By: David Kanter (dkanter.delete@this.realworldtech.com), January 11, 2015 12:10 am
Room: Moderated Discussions
juanrga (nospam.delete@this.juanrga.com) on January 10, 2015 4:50 pm wrote:
> Patrick Chase (patrickjchase.delete@this.gmail.com) on January 9, 2015 11:54 am wrote:
>
> > For those who don't have IEEE subs and are too lazy to search,
> > here's a direct link (found via Neal Crago's personal site):
> >
> > https://6ddba3e7c48ea938c879adbfec05061acc32bb7e.googledrive.com/host/0Bz5Zlai57wAhVUFMbjJGeG1mcnc/papers/crago_hpca13.pdf
> >
> > Figure 7 on p. 303 shows relative energy efficiency across a range of workloads. The OoO
> > flavor they evaluated does quite well, often coming second best (and typically within a
> > couple/few tens of percent) to their preferred "hybrid" approach of SMT + decoupled.
> >
> > These aren't the sort of improvements that will drive a platform shift - If anything this should
> > be interpreted as a very negative result from the standpoint of folks like juanrga, as it fails
> > to show a compelling energy-efficiency benefit from the evaluated alternatives to OoO.
>
> You must be reading a different paper, because the authors claim in the page 303:
>
>
>
> Contrary to your claims, the Figure 7a shows that OoO comes often third or fourth best technique on each benchmark
> and is only the third better on average. On MRI the hybrid technique is about 250% better than OoO.
>
> Moreover the microbenchmarks show that even on intensive compute tasks OoO is the fourth better
> technique only outperforming runahead and plain in-order. Specially glaring is the Data-dependent
> Control Flow case, where the hybrid technique increases energy efficiency by 60% over OoO.
>
> As a consequence, the authors rejected OoO and choose instead "a hybrid technique utilizing
> multithreading and decoupled execution to maximize performance while minimizing hardware
> complexity and energy consumption across a wide variety of workloads."
>
> > Perhaps it's time to resurrect the talk of banning juanrga?
>
> And which will be excuse? That I am citing articles with
> data and conclusions that you and others here dislike?

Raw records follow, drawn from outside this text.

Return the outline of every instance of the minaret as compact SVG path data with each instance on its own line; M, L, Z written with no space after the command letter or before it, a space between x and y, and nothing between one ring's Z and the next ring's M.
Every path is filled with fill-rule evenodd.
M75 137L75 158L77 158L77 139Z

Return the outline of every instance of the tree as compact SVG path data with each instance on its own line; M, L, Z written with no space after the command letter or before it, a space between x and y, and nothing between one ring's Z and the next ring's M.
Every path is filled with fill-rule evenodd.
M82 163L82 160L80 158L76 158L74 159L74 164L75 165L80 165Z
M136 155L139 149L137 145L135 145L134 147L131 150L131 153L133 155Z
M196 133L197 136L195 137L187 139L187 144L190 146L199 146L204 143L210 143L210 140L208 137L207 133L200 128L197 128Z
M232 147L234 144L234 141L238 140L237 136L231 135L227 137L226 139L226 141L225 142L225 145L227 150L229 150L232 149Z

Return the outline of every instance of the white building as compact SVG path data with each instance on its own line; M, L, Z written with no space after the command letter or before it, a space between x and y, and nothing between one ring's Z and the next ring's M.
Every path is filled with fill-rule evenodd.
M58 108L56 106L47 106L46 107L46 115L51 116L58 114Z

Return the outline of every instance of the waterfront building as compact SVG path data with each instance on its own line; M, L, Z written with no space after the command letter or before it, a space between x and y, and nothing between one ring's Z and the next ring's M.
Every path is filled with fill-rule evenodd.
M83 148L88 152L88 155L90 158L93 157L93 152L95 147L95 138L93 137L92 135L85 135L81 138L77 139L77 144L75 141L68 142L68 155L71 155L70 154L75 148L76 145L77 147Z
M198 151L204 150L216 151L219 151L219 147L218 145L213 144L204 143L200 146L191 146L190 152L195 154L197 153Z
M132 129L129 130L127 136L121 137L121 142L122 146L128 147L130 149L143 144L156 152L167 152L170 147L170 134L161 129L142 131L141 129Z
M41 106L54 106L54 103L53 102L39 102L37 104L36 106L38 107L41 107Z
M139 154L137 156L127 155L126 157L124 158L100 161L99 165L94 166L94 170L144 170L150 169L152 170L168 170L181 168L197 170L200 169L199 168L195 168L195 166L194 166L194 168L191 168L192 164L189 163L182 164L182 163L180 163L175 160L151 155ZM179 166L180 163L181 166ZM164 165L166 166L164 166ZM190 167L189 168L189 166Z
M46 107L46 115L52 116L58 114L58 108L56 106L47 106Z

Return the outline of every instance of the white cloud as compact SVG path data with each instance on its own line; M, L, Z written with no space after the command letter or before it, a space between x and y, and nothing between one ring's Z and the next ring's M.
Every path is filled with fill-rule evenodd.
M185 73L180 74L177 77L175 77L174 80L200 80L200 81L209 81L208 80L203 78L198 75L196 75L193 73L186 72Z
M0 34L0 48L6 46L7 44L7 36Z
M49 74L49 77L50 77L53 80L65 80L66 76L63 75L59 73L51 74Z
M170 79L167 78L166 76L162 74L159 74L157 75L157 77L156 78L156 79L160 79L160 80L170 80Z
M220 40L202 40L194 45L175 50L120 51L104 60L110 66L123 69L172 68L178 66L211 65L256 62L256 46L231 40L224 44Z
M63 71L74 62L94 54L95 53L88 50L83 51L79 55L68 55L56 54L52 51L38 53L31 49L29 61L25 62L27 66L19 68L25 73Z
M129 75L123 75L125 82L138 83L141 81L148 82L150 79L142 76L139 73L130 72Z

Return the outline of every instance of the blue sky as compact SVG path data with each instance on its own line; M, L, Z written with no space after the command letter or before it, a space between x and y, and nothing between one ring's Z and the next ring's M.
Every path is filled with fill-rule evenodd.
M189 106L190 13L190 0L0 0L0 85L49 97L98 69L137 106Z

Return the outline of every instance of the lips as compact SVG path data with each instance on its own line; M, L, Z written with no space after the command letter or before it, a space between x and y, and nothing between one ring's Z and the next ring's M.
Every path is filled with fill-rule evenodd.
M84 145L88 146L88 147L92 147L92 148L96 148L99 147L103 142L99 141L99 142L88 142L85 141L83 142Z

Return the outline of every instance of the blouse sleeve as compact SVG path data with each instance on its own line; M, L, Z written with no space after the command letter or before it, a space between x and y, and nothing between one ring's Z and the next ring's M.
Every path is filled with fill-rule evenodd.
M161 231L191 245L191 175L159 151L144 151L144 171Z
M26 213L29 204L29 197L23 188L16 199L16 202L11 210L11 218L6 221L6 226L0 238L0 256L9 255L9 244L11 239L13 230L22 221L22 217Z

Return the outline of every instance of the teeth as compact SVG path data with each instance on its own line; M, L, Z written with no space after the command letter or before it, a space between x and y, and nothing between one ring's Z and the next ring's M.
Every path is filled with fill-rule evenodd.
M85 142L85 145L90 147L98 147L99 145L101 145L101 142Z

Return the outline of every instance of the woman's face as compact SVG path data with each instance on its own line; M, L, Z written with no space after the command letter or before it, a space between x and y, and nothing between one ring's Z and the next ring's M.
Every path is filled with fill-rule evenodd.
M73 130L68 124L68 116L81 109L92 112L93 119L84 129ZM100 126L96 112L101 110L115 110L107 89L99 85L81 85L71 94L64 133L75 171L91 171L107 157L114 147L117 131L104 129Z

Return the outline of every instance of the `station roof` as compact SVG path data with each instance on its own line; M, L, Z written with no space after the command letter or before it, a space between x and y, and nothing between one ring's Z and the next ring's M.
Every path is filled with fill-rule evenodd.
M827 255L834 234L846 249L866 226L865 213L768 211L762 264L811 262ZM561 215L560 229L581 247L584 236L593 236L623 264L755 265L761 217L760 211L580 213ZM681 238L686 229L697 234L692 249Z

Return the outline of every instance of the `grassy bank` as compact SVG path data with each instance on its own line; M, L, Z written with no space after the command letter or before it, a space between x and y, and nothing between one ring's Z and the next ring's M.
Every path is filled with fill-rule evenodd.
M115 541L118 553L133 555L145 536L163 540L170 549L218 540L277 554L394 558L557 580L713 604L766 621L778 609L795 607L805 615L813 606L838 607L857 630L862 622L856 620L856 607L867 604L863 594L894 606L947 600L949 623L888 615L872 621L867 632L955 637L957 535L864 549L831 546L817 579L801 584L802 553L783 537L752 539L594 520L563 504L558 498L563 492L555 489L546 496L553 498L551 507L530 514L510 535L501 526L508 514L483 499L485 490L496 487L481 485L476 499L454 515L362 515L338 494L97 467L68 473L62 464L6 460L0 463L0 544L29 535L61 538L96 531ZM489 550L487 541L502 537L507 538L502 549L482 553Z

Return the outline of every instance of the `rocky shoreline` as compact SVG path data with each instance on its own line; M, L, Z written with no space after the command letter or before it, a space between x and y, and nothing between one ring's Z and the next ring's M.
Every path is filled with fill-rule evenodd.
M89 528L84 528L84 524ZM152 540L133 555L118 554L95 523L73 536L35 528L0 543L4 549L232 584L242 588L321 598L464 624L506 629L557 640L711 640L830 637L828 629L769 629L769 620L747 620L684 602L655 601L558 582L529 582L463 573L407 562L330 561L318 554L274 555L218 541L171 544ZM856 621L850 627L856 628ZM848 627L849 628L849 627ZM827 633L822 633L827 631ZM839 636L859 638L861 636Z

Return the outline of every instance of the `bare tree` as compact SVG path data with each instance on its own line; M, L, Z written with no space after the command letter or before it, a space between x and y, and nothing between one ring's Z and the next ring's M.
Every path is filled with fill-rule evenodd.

You realize that paper is only looking at algorithms that are explicitly parallel, or nearly so?
This simply won't work for most workloads (e.g., web browsers, word, compiling, etc.).
David
> Patrick Chase (patrickjchase.delete@this.gmail.com) on January 9, 2015 11:54 am wrote:
>
> > For those who don't have IEEE subs and are too lazy to search,
> > here's a direct link (found via Neal Crago's personal site):
> >
> > https://6ddba3e7c48ea938c879adbfec05061acc32bb7e.googledrive.com/host/0Bz5Zlai57wAhVUFMbjJGeG1mcnc/papers/crago_hpca13.pdf
> >
> > Figure 7 on p. 303 shows relative energy efficiency across a range of workloads. The OoO
> > flavor they evaluated does quite well, often coming second best (and typically within a
> > couple/few tens of percent) to their preferred "hybrid" approach of SMT + decoupled.
> >
> > These aren't the sort of improvements that will drive a platform shift - If anything this should
> > be interpreted as a very negative result from the standpoint of folks like juanrga, as it fails
> > to show a compelling energy-efficiency benefit from the evaluated alternatives to OoO.
>
> You must be reading a different paper, because the authors claim in the page 303:
>
>
Our hybrid technique enables a larger degree of energy efficiency. By detecting data-dependent control flow
> in the compiler, blackscholes and cutcp operate in multi-threading mode, while other benchmarks are in decoupled
> mode. Only two strands are extracted in dmm, kmeans, and mri enabling two-way multithreading. On average the
> energy-efficiency improvement of the hybrid latency tolerance technique is 28% to 89% over hardware prefetching,
> out-of-order, multithreading, hardware scout prefetching, and decoupled techniques alone.
>
> Contrary to your claims, the Figure 7a shows that OoO comes often third or fourth best technique on each benchmark
> and is only the third better on average. On MRI the hybrid technique is about 250% better than OoO.
>
> Moreover the microbenchmarks show that even on intensive compute tasks OoO is the fourth better
> technique only outperforming runahead and plain in-order. Specially glaring is the Data-dependent
> Control Flow case, where the hybrid technique increases energy efficiency by 60% over OoO.
>
> As a consequence, the authors rejected OoO and choose instead "a hybrid technique utilizing
> multithreading and decoupled execution to maximize performance while minimizing hardware
> complexity and energy consumption across a wide variety of workloads."
>
> > Perhaps it's time to resurrect the talk of banning juanrga?
>
> And which will be excuse? That I am citing articles with
> data and conclusions that you and others here dislike?
You realize that paper is only looking at algorithms that are explicitly parallel, or nearly so?
This simply won't work for most workloads (e.g., web browsers, word, compiling, etc.).
David